The first approach is why the Bible warns us about the danger of being rich. We are warned of the difficulty being both rich and a follower of God, because when we have riches in this world, we tend to think we can take care of ourselves and that we don’t need God. When anything in life is going smoothly, we begin to believe that it’s because of what we did to make it happen, and that we can thrive in life on our own. But this is Satan telling us to move away from God and rely only on ourselves. This is Satan lying to us.

The second approach is why it is so difficult for people to learn to realize they are priceless in God’s eyes when they have been told they are worth nothing their whole life by their parents. This is why young men who have been called faggots by their dad’s often have little confidence in the men they are. This is why daughters who are molested at a young age no longer view their bodies as a pure and priceless commodity. This is Satan’s way of telling us we’re useless, too useless to even be noticed by God, let alone forgiven by Him. This is Satan lying to us.

Satan either wants us to rely on something other than God, usually ourselves or something we have created, or he wants us to feel that we will never be worthy enough to be a prized possession of God. Both are lies that Satan uses to separate us from God.
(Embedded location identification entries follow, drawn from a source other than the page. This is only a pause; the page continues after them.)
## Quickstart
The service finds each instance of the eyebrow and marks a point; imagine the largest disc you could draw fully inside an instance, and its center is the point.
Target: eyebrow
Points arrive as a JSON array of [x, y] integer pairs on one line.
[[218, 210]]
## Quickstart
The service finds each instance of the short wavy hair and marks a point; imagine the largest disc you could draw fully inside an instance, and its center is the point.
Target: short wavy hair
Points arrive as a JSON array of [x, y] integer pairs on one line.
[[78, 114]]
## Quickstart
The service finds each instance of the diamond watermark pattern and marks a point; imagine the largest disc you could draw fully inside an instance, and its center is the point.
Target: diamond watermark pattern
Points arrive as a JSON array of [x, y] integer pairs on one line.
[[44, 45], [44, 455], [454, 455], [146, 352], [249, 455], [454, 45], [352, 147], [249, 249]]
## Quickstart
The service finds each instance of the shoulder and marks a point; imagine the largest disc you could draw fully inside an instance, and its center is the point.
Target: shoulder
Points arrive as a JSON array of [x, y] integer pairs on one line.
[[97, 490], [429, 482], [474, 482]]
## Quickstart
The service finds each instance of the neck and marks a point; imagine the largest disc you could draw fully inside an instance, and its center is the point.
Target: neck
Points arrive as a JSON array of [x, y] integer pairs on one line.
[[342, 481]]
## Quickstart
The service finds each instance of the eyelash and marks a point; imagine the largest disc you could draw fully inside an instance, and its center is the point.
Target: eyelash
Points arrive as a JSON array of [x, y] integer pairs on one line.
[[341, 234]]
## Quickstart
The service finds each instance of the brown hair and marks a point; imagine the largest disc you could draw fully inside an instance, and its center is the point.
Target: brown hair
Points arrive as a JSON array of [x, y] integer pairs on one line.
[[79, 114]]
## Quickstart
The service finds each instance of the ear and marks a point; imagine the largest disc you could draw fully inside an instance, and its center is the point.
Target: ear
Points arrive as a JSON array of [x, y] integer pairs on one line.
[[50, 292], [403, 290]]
Satan doesn’t want us to ever know truth, because God is truth, and wherever we find truth, in anything, it is God. Satan doesn’t ever want us to ever know God’s will for our life, and experience it. But we need to know that no matter whom we are, we can both find it and follow it. It’s just a matter of looking in the right places.

I think the main trouble with following the plans of God rather than our own is that they are set in a different time frame than ours. Our plans usually start now. We want results now for a plan right here, right now. Most of the time, we’d rather have what we want now rather than what God’ wants for us later, even if we do understand His will is better. Satan tells us that alone, we know best, and that waiting on God is pointless. We must understand that Satan specializes in the business of immediate pleasure. It’s his selling point on our soul. It’s how he gets us to trust only ourselves. It’s how he leads us into becoming selfish people. He thrives off of impatience.

But when we battle against our impatience and selfishness, and we are able to live only for God, He blesses us so much more than what we could have imagined in setting plans of our own.